If you find a lace design elsewhere, it may be excellent...or it may fall apart when you rinse the stabililizer away. The problem is that it's hard tell by just looking at it. I purchased a beautiful mesh lace edging design from embroideryonline.com. It looked like freestanding lace, but it fell apart when I soaked out the stabilizer.
If you fall in love with a lace design and it doesn't hold its shape when it's stitched on wash-away stabililzer, you always have the option to embroider on netting or organza. Both of these can be trimmed away so that they give the appearance of freestanding lace.
To make these napkin rings, I had to put together a few snowflakes to make a row that I could form into a ring. I imported the snowflake design into my embroidery software—you can also arrange individual motifs into a row on the screen of your embroidery machine.
Then I used the copy/paste features to link together the individual snowflakes to create a long enough rectangle to form a napkin ring. I ended up linking three snowflakes together. If you are using a different design or if you would like to find a rectangle all ready to go, it should be approximately 7 to 7-1/2 inches long.

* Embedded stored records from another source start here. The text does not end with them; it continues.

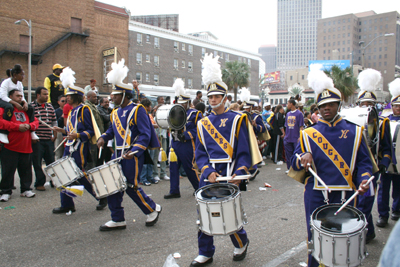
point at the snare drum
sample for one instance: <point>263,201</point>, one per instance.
<point>220,210</point>
<point>63,172</point>
<point>171,116</point>
<point>107,179</point>
<point>338,240</point>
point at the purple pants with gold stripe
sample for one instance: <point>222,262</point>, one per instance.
<point>131,169</point>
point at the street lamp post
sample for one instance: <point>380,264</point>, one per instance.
<point>363,48</point>
<point>18,22</point>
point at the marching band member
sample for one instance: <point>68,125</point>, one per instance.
<point>387,179</point>
<point>335,150</point>
<point>184,147</point>
<point>132,131</point>
<point>80,129</point>
<point>216,148</point>
<point>368,81</point>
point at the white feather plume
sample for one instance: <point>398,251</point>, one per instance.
<point>394,87</point>
<point>211,72</point>
<point>179,87</point>
<point>67,77</point>
<point>318,80</point>
<point>244,94</point>
<point>368,80</point>
<point>118,72</point>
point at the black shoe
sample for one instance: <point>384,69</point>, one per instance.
<point>239,257</point>
<point>60,210</point>
<point>102,204</point>
<point>169,196</point>
<point>254,175</point>
<point>395,216</point>
<point>197,264</point>
<point>382,222</point>
<point>370,237</point>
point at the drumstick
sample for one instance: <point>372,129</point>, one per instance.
<point>46,124</point>
<point>315,175</point>
<point>353,196</point>
<point>238,177</point>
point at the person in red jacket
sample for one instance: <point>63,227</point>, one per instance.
<point>17,153</point>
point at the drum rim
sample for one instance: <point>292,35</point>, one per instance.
<point>338,205</point>
<point>220,200</point>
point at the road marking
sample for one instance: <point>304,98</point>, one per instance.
<point>288,254</point>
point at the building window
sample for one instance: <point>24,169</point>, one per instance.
<point>76,25</point>
<point>156,42</point>
<point>139,76</point>
<point>156,61</point>
<point>176,46</point>
<point>190,66</point>
<point>139,39</point>
<point>139,58</point>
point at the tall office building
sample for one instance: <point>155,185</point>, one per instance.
<point>297,33</point>
<point>367,39</point>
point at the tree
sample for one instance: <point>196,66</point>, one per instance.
<point>235,75</point>
<point>343,80</point>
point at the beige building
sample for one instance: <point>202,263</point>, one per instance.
<point>376,36</point>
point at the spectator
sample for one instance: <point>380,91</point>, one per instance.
<point>44,149</point>
<point>105,113</point>
<point>146,177</point>
<point>54,86</point>
<point>62,100</point>
<point>92,87</point>
<point>17,153</point>
<point>91,101</point>
<point>198,99</point>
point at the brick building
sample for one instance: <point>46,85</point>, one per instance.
<point>158,56</point>
<point>81,34</point>
<point>344,37</point>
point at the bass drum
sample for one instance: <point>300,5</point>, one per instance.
<point>171,117</point>
<point>366,117</point>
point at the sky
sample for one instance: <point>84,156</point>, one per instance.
<point>246,24</point>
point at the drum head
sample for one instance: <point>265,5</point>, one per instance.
<point>348,221</point>
<point>216,191</point>
<point>177,117</point>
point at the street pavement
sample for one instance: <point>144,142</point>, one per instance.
<point>30,235</point>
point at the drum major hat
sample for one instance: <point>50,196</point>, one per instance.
<point>117,74</point>
<point>368,81</point>
<point>323,86</point>
<point>212,76</point>
<point>394,89</point>
<point>67,79</point>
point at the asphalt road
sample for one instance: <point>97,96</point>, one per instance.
<point>30,235</point>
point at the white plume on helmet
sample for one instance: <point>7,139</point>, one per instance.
<point>179,87</point>
<point>118,72</point>
<point>211,72</point>
<point>368,80</point>
<point>318,80</point>
<point>67,77</point>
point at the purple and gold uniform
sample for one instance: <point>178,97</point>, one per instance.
<point>216,146</point>
<point>340,157</point>
<point>133,122</point>
<point>185,153</point>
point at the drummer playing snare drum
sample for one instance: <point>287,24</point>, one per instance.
<point>218,154</point>
<point>334,149</point>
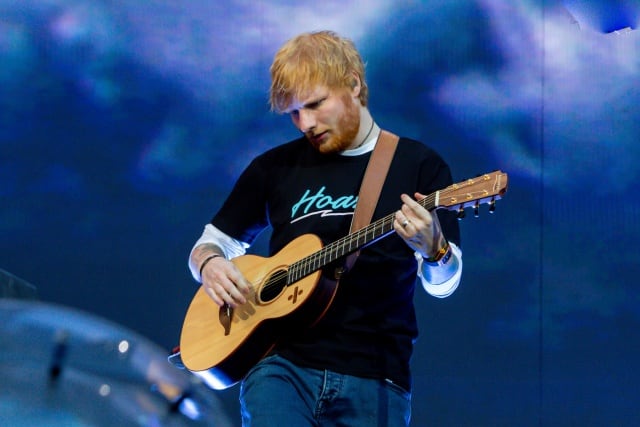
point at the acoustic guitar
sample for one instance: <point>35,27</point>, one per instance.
<point>221,344</point>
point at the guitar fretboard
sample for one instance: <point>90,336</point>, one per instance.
<point>350,243</point>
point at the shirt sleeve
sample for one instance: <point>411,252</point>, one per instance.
<point>230,247</point>
<point>441,281</point>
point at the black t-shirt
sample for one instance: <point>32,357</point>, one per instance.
<point>370,327</point>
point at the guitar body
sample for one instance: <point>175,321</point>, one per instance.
<point>290,294</point>
<point>225,344</point>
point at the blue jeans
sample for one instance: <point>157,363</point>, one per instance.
<point>278,393</point>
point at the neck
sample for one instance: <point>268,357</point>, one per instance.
<point>366,127</point>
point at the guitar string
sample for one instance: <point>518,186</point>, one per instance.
<point>318,259</point>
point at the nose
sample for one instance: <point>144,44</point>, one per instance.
<point>306,120</point>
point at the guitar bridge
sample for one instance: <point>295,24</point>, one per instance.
<point>224,315</point>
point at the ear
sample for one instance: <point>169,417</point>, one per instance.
<point>356,85</point>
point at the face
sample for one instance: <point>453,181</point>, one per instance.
<point>330,119</point>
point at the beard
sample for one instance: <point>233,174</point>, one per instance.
<point>346,130</point>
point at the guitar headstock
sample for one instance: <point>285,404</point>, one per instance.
<point>486,188</point>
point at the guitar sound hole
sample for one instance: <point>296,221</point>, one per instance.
<point>274,286</point>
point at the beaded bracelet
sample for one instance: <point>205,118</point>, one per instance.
<point>209,258</point>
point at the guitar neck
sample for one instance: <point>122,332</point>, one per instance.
<point>351,243</point>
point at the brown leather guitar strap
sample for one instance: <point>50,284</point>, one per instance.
<point>371,187</point>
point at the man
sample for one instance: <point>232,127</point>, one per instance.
<point>352,367</point>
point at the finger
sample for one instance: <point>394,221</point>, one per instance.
<point>213,295</point>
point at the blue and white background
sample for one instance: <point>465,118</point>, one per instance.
<point>124,124</point>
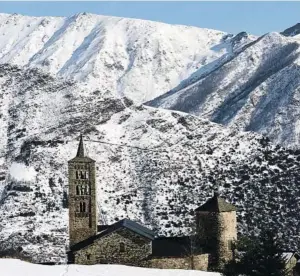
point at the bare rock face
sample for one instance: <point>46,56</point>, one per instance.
<point>174,162</point>
<point>136,58</point>
<point>256,89</point>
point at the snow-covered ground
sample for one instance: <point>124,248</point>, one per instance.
<point>12,267</point>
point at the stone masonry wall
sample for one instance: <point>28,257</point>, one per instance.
<point>200,262</point>
<point>227,234</point>
<point>82,225</point>
<point>216,232</point>
<point>106,250</point>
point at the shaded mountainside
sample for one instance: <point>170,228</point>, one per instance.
<point>136,58</point>
<point>186,158</point>
<point>257,89</point>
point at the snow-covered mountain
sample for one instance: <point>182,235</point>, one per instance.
<point>174,162</point>
<point>136,58</point>
<point>256,89</point>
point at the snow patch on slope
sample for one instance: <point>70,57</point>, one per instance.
<point>20,172</point>
<point>136,58</point>
<point>12,267</point>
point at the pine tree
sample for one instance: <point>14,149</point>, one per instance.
<point>261,256</point>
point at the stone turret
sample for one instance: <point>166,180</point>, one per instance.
<point>82,196</point>
<point>217,229</point>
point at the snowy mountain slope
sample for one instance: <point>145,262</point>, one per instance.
<point>137,58</point>
<point>256,90</point>
<point>13,267</point>
<point>177,161</point>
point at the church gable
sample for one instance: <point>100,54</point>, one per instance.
<point>120,246</point>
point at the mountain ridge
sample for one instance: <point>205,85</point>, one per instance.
<point>41,119</point>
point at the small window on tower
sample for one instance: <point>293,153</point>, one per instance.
<point>230,245</point>
<point>82,207</point>
<point>122,247</point>
<point>82,175</point>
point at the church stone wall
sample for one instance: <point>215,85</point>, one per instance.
<point>106,250</point>
<point>217,231</point>
<point>200,262</point>
<point>227,235</point>
<point>82,225</point>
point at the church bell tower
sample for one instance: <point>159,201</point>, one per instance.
<point>82,196</point>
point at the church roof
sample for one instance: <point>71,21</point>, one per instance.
<point>173,247</point>
<point>80,156</point>
<point>216,204</point>
<point>124,223</point>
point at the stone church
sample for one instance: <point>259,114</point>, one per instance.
<point>130,243</point>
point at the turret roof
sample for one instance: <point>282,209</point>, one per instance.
<point>216,204</point>
<point>80,156</point>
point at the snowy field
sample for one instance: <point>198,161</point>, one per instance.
<point>11,267</point>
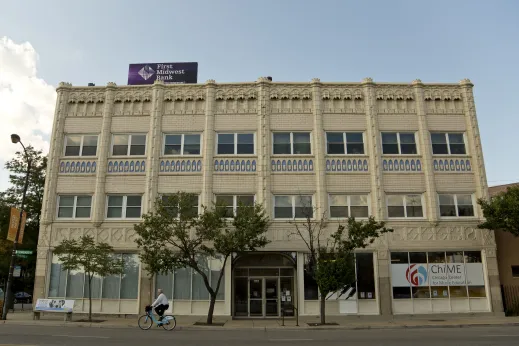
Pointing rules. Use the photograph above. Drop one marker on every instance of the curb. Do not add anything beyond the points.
(278, 328)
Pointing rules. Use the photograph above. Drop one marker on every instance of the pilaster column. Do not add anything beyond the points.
(207, 169)
(494, 285)
(474, 141)
(373, 144)
(49, 192)
(102, 155)
(154, 146)
(263, 146)
(55, 153)
(319, 147)
(424, 139)
(385, 291)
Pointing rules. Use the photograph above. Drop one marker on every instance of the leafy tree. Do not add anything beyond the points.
(33, 203)
(91, 257)
(502, 211)
(174, 236)
(331, 262)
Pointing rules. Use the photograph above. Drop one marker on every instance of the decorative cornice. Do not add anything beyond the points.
(367, 80)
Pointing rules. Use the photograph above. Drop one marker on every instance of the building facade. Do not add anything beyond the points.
(406, 153)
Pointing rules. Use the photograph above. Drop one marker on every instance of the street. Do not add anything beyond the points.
(44, 335)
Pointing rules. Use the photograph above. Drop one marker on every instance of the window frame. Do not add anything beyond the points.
(235, 134)
(178, 214)
(129, 144)
(234, 200)
(472, 199)
(349, 205)
(399, 143)
(292, 143)
(345, 143)
(292, 198)
(74, 207)
(405, 217)
(446, 135)
(80, 145)
(124, 206)
(164, 135)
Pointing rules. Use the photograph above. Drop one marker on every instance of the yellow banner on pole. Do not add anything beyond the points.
(13, 225)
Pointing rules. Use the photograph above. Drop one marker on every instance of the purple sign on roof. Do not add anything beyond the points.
(170, 73)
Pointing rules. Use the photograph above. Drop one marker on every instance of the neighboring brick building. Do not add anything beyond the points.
(507, 248)
(407, 153)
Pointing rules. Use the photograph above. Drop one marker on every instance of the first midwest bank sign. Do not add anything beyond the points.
(170, 73)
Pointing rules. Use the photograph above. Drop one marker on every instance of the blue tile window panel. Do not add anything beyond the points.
(292, 165)
(235, 165)
(180, 166)
(402, 165)
(347, 165)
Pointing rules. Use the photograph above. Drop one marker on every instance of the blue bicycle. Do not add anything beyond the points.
(168, 322)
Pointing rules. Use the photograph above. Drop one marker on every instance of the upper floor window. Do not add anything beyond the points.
(124, 207)
(235, 143)
(448, 143)
(171, 203)
(404, 206)
(456, 205)
(182, 144)
(81, 145)
(293, 207)
(291, 143)
(398, 143)
(344, 206)
(345, 143)
(124, 145)
(74, 207)
(232, 203)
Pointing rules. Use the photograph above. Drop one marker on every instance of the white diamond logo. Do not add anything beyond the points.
(146, 72)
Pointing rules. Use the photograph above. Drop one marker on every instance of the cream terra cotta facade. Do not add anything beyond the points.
(262, 108)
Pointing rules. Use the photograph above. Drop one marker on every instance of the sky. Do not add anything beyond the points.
(45, 42)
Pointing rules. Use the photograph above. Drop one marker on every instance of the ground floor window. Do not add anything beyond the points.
(187, 284)
(362, 288)
(72, 283)
(437, 275)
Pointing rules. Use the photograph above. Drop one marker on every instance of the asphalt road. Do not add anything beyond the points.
(473, 336)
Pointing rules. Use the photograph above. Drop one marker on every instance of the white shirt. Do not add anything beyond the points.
(161, 300)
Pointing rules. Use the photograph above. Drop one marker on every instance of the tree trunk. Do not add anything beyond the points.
(323, 309)
(211, 309)
(89, 298)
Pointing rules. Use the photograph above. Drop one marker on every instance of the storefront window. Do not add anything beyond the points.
(437, 275)
(73, 284)
(186, 284)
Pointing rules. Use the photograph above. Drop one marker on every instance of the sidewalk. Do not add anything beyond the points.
(343, 322)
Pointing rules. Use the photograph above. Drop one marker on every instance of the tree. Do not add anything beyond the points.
(174, 236)
(33, 203)
(91, 257)
(502, 211)
(331, 263)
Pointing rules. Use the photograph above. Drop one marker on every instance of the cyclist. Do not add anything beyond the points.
(161, 304)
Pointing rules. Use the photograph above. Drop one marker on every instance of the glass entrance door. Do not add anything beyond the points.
(271, 297)
(256, 297)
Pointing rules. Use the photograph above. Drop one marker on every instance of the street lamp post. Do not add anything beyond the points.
(16, 139)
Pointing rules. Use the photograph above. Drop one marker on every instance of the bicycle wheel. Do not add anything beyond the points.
(145, 322)
(169, 322)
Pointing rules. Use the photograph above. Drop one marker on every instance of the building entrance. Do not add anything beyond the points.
(261, 292)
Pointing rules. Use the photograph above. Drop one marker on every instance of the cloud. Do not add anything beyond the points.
(26, 101)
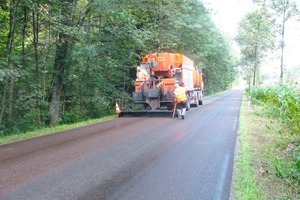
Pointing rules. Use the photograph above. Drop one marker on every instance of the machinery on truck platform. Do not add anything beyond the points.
(155, 84)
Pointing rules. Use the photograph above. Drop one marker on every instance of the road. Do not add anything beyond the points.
(129, 158)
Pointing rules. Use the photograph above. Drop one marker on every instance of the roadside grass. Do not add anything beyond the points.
(9, 138)
(246, 183)
(265, 165)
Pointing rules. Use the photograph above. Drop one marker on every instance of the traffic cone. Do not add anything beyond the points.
(118, 111)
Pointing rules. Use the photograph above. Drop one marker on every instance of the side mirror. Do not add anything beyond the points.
(153, 64)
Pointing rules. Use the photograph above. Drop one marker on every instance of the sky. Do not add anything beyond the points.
(227, 15)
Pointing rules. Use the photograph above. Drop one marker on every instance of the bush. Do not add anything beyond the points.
(282, 102)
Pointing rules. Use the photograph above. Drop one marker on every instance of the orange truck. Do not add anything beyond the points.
(155, 88)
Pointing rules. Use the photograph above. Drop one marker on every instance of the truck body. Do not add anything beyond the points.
(164, 70)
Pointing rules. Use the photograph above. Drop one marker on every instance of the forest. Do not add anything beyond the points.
(68, 61)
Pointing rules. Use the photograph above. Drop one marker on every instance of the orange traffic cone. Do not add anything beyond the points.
(118, 111)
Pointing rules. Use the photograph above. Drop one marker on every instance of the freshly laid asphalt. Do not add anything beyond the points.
(130, 158)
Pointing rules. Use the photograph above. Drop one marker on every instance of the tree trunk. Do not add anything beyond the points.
(282, 44)
(11, 48)
(62, 47)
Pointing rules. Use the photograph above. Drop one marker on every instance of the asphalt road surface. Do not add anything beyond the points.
(129, 158)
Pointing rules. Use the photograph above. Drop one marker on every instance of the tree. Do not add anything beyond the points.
(255, 39)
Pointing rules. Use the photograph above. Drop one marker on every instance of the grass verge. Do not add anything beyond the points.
(4, 139)
(265, 154)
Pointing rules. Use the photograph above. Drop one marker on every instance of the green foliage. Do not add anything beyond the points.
(101, 42)
(282, 102)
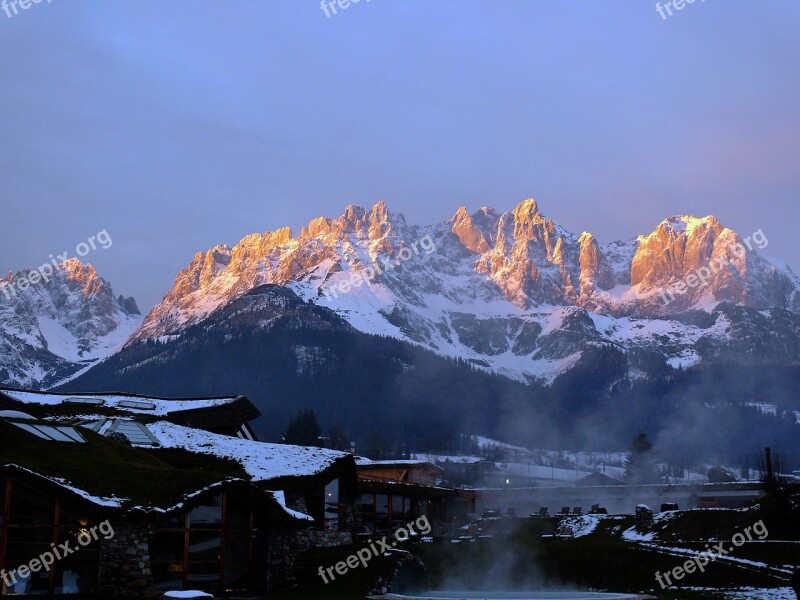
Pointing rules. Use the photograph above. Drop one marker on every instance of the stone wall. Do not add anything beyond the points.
(125, 563)
(285, 570)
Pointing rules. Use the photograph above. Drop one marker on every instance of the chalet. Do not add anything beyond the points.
(193, 499)
(173, 521)
(393, 492)
(228, 415)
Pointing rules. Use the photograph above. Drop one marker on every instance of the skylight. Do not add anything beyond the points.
(136, 433)
(52, 433)
(137, 404)
(89, 401)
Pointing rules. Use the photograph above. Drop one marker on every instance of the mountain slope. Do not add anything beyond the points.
(55, 328)
(286, 354)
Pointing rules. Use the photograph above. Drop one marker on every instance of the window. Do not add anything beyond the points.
(30, 523)
(210, 545)
(332, 505)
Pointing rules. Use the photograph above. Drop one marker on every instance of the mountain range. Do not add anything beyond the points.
(512, 292)
(500, 318)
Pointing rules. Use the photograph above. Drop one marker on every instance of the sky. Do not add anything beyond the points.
(176, 126)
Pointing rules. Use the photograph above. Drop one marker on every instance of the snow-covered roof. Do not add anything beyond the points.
(131, 403)
(262, 461)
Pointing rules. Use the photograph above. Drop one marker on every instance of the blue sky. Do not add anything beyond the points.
(180, 125)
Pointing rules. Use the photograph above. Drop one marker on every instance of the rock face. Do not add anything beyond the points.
(513, 291)
(51, 329)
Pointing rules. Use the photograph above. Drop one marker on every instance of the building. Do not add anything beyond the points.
(395, 492)
(193, 501)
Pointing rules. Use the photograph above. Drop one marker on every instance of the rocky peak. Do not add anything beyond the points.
(470, 234)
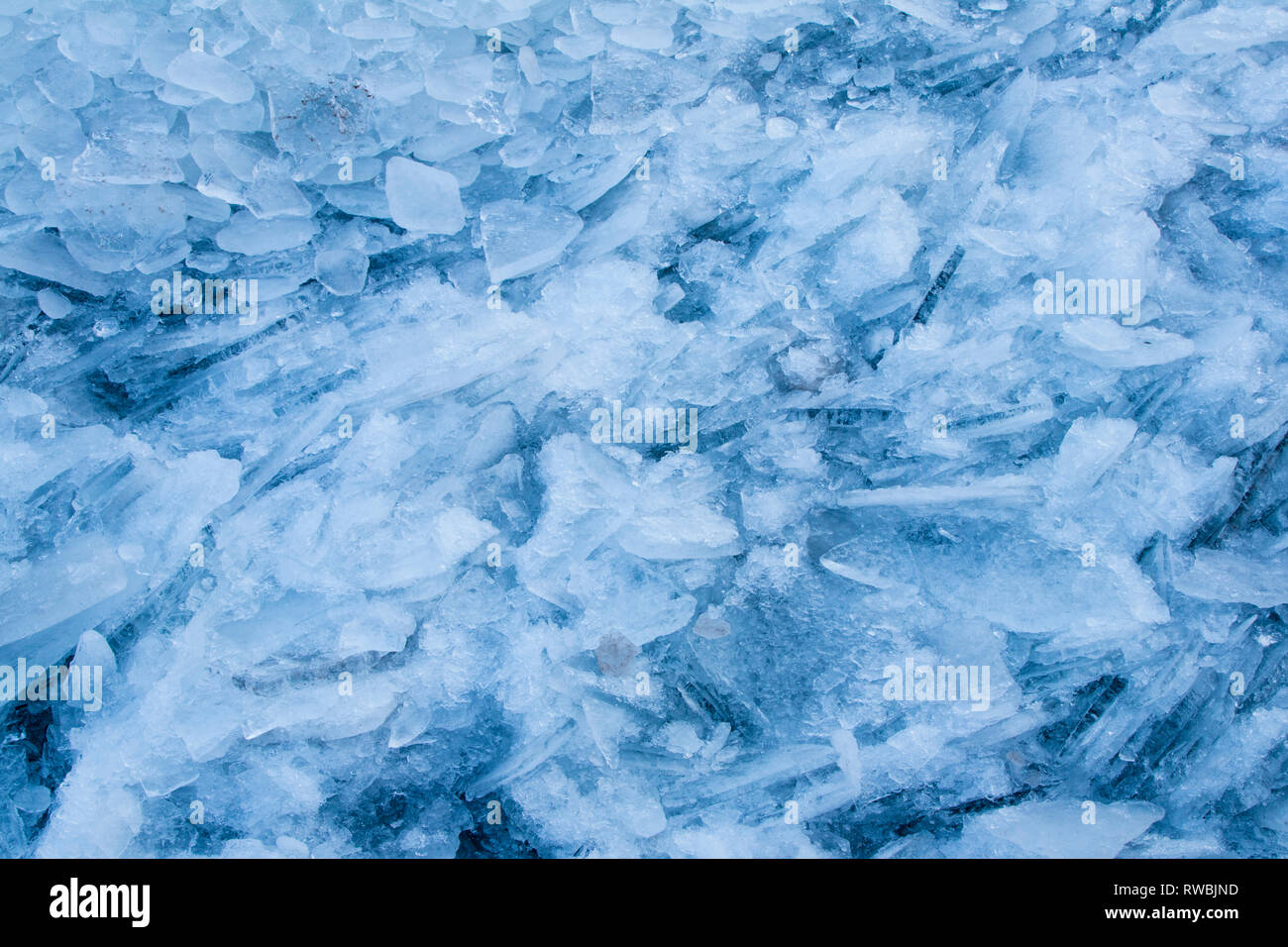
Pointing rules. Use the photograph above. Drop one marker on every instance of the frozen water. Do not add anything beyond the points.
(645, 428)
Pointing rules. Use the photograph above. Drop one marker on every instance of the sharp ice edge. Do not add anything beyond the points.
(364, 579)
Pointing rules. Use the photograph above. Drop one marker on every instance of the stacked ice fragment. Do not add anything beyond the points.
(347, 350)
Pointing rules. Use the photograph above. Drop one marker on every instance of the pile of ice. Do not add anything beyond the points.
(501, 428)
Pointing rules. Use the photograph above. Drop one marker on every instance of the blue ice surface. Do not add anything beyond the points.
(698, 428)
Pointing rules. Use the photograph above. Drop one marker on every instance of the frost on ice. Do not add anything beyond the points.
(974, 541)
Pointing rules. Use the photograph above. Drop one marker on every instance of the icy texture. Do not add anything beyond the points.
(364, 577)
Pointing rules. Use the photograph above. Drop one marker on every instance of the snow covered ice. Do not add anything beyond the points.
(469, 428)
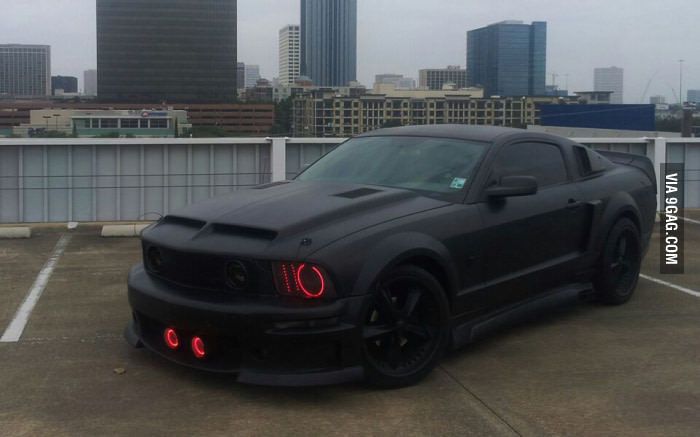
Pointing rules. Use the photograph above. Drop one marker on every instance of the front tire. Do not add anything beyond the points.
(620, 264)
(405, 327)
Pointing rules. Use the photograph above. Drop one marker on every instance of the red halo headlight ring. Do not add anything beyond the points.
(307, 285)
(304, 280)
(172, 341)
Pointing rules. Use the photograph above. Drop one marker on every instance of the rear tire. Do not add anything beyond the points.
(620, 263)
(405, 327)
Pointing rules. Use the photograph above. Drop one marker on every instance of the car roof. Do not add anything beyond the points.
(486, 134)
(457, 131)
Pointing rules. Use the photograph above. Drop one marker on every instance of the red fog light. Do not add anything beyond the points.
(198, 348)
(171, 339)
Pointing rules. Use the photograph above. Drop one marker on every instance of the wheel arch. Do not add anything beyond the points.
(410, 248)
(621, 205)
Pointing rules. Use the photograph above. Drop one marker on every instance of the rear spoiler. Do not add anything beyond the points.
(639, 161)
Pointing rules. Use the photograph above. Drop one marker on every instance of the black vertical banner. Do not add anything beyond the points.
(671, 261)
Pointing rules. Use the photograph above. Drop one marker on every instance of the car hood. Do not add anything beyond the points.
(258, 219)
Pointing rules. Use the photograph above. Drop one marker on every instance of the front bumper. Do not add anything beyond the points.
(265, 340)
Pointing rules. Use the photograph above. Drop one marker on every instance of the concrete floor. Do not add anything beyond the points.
(588, 370)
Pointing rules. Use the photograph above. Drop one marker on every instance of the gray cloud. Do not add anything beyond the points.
(645, 37)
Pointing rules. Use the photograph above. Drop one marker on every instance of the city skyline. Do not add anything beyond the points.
(425, 37)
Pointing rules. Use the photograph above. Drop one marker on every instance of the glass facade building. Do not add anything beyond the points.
(508, 58)
(166, 51)
(329, 41)
(25, 70)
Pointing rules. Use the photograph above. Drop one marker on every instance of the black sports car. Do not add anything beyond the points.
(395, 246)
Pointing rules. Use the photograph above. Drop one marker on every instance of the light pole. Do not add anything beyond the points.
(680, 92)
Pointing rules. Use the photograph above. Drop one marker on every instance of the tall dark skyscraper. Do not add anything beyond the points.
(329, 41)
(166, 50)
(508, 58)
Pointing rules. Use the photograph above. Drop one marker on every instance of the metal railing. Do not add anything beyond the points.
(60, 180)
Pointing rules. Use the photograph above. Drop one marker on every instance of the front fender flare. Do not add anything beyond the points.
(398, 248)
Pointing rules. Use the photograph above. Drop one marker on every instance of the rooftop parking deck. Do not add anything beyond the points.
(586, 370)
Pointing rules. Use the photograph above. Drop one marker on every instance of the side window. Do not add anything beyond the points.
(543, 161)
(583, 161)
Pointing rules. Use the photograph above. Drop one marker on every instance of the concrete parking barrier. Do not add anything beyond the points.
(15, 232)
(122, 230)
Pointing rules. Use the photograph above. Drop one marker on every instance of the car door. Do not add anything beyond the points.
(530, 241)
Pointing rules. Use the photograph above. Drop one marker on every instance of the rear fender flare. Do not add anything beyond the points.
(620, 204)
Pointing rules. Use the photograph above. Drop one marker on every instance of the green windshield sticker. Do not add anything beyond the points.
(458, 183)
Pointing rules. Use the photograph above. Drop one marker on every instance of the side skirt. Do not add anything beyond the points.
(467, 331)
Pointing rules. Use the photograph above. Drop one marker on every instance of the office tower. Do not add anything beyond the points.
(240, 75)
(252, 75)
(64, 84)
(166, 50)
(90, 82)
(329, 41)
(508, 58)
(609, 79)
(25, 70)
(290, 54)
(436, 78)
(398, 80)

Thread your machine and wind a bobbin with the same embroidery thread. Use a size 12 metallica needle. Hoop two layers of wash-away stabilizer such as Aqua Mesh. Position the hoop on your machine. I was able to fit two napkin rings side by side in the hoop. Embroider the designs.
Trim away as much stabilizer as you can...neatly around the edges of your embroidery without snipping the stitches.
Fill a large bowl with room-temperature water. Hot water will dissolve the stabilizer faster, but you run the risk of shrinking the thread and distorting your design. Stick your trimmed embroideries into the bowl.
Take the snowflakes out of the water and allow them to dry on a clean, dry towel.
When the thread is almost dry, press them with a hot iron, using a press cloth. Pin the ends of the snowflakes together to form a ring. Hand-stitch the ends together using a short piece of embroidery thread to form a ring.